David Geier <geidav.pg@gmail.com>

From: David Geier <geidav.pg@gmail.com>
To: Peter Eisentraut <peter@eisentraut.org>, Jelte Fennema-Nio <postgres@jeltef.nl>, PostgreSQL Hackers <pgsql-hackers@lists.postgresql.org>, Thomas Munro <thomas.munro@gmail.com>
Date: 2025-12-08T08:33:10Z
Lists: pgsql-hackers

Commits

Same data as JSON: GET /api/v1/messages/:b64id/commits the thread's linked commits as JSON, with link sources. API reference →
  1. Enable test_cplusplusext with MSVC

  2. Disable some C++ warnings in MSVC

  3. meson: Make room for C++-only warning flags for MSVC

  4. Make fixed-length list building macros work in C++

  5. Make unconstify and unvolatize use StaticAssertVariableIsOfTypeMacro

  6. Use typeof everywhere instead of compiler specific spellings

  7. Test List macros in C++ extensions

  8. Test most StaticAssert macros in C++ extensions

  9. Fix for C++ compatibility

  10. tests: Add a test C++ extension module

On 08.12.2025 08:57, Peter Eisentraut wrote:
> On 05.12.25 15:46, Jelte Fennema-Nio wrote:
>> Calling copyObject fails in C++ with an error like in most setups:
>>
>> error: use of undeclared identifier 'typeof'; did you mean 'typeid'
>>
>> This is due to the C compiler supporting used to compile postgres
>> supporting typeof, but that function actually not being present in the
>> C++ compiler.

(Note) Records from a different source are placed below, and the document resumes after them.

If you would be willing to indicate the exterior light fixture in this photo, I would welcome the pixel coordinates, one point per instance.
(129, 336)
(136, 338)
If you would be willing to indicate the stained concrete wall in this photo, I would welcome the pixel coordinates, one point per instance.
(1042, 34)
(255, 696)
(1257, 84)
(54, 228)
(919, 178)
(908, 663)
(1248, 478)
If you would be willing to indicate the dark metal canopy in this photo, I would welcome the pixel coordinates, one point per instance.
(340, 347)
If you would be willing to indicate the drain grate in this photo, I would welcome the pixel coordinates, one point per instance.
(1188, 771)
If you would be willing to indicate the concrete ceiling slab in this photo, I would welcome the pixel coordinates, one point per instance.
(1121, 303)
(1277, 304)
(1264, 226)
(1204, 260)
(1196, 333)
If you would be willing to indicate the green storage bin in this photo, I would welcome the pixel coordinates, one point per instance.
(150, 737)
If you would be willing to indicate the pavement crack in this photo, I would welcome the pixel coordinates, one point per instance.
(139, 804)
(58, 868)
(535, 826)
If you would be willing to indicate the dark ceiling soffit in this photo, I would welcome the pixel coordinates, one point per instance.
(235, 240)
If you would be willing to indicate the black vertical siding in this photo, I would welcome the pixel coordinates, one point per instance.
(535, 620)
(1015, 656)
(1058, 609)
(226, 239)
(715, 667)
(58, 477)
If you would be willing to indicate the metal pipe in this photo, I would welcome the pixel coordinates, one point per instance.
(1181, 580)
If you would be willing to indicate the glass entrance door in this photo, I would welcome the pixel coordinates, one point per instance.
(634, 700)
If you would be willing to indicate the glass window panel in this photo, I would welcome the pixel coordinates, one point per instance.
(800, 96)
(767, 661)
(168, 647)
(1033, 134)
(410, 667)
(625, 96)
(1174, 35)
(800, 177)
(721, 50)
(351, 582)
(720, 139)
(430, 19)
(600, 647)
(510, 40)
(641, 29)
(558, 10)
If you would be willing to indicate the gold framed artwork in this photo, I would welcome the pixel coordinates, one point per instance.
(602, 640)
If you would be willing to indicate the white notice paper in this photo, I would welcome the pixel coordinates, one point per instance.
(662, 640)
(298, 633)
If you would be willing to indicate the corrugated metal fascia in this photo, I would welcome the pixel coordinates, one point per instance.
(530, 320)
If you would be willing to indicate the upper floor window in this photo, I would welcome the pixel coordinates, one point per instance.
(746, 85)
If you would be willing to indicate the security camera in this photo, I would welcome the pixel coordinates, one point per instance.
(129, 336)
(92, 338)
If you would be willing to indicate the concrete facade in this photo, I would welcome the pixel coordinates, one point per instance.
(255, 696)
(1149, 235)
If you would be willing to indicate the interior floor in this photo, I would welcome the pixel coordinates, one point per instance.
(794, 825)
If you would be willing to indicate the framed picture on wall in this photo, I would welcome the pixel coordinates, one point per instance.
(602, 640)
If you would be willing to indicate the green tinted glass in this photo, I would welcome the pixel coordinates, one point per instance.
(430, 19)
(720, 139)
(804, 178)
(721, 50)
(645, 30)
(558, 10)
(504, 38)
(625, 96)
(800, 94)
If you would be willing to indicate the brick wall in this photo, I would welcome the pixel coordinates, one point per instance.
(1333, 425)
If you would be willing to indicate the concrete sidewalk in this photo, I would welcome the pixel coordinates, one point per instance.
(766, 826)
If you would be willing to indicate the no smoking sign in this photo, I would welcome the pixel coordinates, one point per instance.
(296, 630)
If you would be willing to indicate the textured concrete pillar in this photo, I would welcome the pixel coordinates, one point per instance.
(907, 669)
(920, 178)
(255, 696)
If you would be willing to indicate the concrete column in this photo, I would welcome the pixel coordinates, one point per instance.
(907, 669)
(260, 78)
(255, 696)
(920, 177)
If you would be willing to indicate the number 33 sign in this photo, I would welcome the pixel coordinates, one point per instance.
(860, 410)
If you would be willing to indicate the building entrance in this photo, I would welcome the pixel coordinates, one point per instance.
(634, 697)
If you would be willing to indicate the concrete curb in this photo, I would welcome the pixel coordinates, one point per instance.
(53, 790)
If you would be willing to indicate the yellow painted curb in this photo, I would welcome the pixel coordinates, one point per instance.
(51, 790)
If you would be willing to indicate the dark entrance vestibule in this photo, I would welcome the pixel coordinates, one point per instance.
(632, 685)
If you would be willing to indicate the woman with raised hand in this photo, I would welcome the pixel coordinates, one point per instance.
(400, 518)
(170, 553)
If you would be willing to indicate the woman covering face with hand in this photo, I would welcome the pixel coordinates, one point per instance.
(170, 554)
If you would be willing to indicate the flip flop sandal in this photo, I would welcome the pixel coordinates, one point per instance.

This fixes that by using decltype instead of typeof when
>> including the header in C++.
>>
>> Realized because of Thomas' not about how much of our headers should
>> work in C++, and remembering I hit this specific problem myself.
>>
>> Another approach would be to force the value of HAVE_TYPEOF to 0 if
>> __cplusplus.
> 
> In the long run, I would like to change copyObject() to use
> typeof_unqual instead, because that handles qualifiers more correctly.
> (Currently, copyObject() of a const-qualified pointer results in a
> const-qualified pointer, which is nonsensical because the reason you
> made the copy is that you can modify it.)  See attached patch for an
> example.  Does C++ have something that is semantically similar to that?

Since C++11 there's std::remove_const which can be used as
std::remove_const<decltype(type)>::type.

I'm not aware of anything pre C++11, except for rolling your own variant
of std::remove_const via template specialization.